The Corps is Spinning the Pumps
The Army Corps of Engineers has published an article to explain the status of the pumps at the the outlets of the outfall canals.
(The breach of floodwalls on the 17th Street Canal and London Street Canal, "outfall canals", allowed water from Lake Ponchartrain to flood New Orleans. The major suburb of Metairie is also at risk if the west wall of the 17th Street Canal breaches. New Orleans was also flooded by breaches in the Industrial Canal, which is not being fitted with protective gates and associated pumps.)
This is the explanation for why they are publishing their version of the story:
In her memo, Garzino told corps officials that the equipment being installed was defective. She warned that the pumps would break down ``should they be tasked to run, under normal use, as would be required in the event of a hurricane.''
The pumps failed less-strenuous testing than the original contract called for, according to the memo. Originally, each of the 34 pumps was to be ``load tested'' _ made to pump water _ but that requirement for all the pumps was dropped, the memo said.
Of eight pumps that were load tested, one was turned on for a few minutes and another was run at one-third of operating pressure, the memo said. Three of the other load-tested pumps ``experienced catastrophic failure,'' Garzino wrote.
In their article, the Corps doesn't refute the claims in the memo cited by AP, but merely makes excuses for why this was the best they could do under the circumstances. The Corps claims of "Inaccurate and misleading reporting" are arguments that aren't supported anywhere in their story.
The Corps claim of "its continuing effort to remain open and transparent" doesn't hold water either. If they are so open, why are they criticized for "checking their own work" in this Time-Picayune article.
And that, in and of itself, is a big problem, said [Dr. Robert] Bea, a member of the Independent Levee Investigation Team financed by the National Science Foundation to study failures in the region's hurricane protection system.
The corps is reviewing its own work when experts independent of the agency should scrutinize it instead, said Bea, a former chief engineer for Shell Oil in New Orleans who began his career with the corps.
Bea and his colleagues, along with members of the state-fielded Team Louisiana investigators, have said the corps must open itself to true outside collaboration and review -- not just talk about doing so.
"When are these guys going to learn? This is like running into the gang of bullies who beat you up yesterday and having them say, 'Trust us today,' " Bea said. "Nineteen months after Katrina, they're still checking their own work. They should be inviting peer review and welcoming collaboration as a way of showing that they really want to move forward together."
Blame the Victim
Under the Patriot Act, Iraqi victims of kidnappings are sometimes seen as providing "material support" of terrorists, and won't be allowed to immigrate to the U.S.

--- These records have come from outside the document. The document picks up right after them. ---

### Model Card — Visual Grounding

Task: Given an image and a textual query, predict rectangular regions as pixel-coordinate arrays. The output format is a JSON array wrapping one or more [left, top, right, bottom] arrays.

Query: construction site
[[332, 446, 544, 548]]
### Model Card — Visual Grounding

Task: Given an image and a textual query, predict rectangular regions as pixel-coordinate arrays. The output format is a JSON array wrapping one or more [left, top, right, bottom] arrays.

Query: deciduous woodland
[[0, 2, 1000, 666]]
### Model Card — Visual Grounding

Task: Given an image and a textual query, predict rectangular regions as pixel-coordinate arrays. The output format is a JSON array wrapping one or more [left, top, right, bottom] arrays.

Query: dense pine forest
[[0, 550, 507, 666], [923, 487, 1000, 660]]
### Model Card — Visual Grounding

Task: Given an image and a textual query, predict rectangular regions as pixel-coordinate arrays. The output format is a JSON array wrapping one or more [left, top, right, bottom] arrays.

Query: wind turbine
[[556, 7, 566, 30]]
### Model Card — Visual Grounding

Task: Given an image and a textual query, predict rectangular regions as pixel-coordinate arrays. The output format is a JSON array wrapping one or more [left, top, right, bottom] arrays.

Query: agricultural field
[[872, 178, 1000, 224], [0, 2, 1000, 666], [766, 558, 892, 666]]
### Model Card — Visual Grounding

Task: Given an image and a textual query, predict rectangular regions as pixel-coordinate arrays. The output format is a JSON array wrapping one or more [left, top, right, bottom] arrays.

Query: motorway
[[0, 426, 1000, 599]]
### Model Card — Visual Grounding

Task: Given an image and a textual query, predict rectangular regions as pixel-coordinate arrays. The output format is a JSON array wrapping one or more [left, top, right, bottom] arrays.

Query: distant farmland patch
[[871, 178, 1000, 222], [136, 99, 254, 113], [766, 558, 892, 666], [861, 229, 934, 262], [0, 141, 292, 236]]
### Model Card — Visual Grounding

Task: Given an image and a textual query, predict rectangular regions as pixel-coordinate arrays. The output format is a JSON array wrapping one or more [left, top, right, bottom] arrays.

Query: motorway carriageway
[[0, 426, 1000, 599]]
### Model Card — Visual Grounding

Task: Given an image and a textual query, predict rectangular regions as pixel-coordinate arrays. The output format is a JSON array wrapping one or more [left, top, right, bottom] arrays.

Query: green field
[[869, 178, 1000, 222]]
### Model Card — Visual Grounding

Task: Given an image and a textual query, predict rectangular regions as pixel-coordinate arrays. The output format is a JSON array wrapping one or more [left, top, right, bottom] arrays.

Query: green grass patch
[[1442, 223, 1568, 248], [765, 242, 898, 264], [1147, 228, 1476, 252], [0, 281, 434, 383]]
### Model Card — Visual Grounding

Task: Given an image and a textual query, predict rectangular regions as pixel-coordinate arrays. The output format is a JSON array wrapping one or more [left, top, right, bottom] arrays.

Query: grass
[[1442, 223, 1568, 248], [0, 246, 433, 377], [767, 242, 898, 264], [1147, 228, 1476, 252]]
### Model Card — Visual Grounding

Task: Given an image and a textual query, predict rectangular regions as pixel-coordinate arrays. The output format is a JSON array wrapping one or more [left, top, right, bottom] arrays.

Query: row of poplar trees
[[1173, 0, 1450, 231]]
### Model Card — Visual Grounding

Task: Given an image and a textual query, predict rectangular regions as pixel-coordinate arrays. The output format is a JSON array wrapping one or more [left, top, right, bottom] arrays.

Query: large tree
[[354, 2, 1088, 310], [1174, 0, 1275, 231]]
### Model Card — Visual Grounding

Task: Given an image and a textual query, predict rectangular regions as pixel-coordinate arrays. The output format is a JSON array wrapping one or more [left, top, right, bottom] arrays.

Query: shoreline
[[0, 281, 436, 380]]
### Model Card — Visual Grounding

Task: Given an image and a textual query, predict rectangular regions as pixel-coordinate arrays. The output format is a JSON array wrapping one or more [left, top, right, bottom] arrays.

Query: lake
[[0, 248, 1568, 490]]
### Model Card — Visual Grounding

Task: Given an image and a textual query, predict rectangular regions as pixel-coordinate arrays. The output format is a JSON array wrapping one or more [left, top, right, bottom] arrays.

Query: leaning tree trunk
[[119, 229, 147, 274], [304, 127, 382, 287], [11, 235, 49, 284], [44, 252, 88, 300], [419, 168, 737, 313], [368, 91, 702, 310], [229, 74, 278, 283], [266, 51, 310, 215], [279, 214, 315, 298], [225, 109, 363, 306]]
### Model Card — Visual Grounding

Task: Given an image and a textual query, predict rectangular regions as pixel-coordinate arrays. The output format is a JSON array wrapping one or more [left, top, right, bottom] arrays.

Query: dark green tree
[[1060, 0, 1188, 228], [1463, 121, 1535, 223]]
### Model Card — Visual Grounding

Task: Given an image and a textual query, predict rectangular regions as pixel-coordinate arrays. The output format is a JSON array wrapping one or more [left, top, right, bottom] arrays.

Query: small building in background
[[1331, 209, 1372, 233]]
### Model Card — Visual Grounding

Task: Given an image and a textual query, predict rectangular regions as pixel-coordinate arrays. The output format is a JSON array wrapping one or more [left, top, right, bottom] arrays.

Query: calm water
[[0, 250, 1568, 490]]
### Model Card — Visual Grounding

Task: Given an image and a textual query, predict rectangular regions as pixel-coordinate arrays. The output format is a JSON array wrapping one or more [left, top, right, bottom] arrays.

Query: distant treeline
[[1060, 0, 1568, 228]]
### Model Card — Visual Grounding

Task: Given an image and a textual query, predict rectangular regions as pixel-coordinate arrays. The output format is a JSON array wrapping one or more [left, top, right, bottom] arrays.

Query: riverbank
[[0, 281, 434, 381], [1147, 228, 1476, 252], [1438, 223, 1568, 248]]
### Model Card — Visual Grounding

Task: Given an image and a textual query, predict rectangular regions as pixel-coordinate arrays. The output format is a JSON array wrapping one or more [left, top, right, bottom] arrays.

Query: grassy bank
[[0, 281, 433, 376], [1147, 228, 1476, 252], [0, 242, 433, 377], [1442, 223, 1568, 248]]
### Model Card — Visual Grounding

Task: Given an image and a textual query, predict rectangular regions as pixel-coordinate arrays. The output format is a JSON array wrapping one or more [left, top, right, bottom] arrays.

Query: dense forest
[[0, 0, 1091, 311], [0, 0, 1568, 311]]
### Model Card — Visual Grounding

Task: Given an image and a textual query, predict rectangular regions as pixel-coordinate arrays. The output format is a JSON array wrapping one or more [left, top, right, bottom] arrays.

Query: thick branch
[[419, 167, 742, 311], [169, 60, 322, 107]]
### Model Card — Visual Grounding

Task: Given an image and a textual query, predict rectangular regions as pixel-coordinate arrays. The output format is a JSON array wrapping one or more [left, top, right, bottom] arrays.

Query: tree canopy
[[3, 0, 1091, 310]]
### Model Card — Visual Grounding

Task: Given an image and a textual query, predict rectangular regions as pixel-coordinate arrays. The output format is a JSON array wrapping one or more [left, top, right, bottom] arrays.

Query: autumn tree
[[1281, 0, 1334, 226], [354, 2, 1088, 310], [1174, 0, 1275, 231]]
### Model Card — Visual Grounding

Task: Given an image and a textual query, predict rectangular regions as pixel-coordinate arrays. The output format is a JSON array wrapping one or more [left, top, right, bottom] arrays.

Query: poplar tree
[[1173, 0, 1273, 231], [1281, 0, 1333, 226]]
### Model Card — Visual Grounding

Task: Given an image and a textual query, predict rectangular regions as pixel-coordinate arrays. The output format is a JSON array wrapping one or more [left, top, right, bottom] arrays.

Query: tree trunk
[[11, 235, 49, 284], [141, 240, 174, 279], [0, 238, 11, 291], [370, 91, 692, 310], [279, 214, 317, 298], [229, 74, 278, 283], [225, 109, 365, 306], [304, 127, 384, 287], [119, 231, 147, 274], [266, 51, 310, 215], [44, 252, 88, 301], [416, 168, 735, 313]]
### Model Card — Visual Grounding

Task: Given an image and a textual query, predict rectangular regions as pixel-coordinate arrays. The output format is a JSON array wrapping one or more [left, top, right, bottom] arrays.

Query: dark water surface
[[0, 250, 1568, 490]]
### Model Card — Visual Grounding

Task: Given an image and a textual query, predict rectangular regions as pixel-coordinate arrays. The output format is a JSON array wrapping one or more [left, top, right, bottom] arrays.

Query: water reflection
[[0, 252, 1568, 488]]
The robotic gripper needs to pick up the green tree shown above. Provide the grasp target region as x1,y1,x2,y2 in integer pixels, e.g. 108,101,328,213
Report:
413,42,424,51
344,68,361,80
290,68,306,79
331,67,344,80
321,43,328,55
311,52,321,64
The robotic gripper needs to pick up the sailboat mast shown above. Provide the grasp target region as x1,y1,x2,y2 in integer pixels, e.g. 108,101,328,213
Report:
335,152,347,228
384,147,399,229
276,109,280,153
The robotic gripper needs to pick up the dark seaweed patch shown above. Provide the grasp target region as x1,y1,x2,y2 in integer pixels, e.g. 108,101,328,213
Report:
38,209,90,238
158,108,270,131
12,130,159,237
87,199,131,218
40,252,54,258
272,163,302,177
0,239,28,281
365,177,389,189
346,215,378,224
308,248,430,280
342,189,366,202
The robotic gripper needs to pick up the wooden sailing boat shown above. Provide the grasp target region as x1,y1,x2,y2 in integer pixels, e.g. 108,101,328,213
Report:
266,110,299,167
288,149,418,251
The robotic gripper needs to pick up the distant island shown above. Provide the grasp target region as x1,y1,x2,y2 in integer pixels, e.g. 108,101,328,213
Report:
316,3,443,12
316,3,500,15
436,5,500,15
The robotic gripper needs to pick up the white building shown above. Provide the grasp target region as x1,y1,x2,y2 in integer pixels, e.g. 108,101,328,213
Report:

At issue here is whether the rapist/kidnapper is a member of a U.S. government-documented terrorist group. Even ransom can constitute "material support" of terrorists. But if money is given "under duress" to a group that is not on either of the two State Department lists of foreign terrorist groups, the "material support" restriction can be waived.
Mercury News
Chickenhawk Salad on Wonderbread, with a side of Cheetos
When the troops are withdrawn from Iraq, the wingnuts will blame this fiasco on the people who said it was going to be a fiasco in the first place. And they will blame it on people caught up in George's folly. We've already seen examples of wingnuts blaming the Iraqi people. Here's a wingnut on the Cheetos-stained Vanguard, ready, willing and able to place blame on the troops and their families.
I just heard a leftist who claimed to be the wife of a U.S. soldier serving in Iraq on C-SPAN. I doubt that she was really connected to any service-member...but...
She said, "We're tired."
[Snip]
Our troops are tired of war...it's only natural. Our people are tired of the war as well. But that does not mean we should just lay down and hand murderous islamist thugs a victory.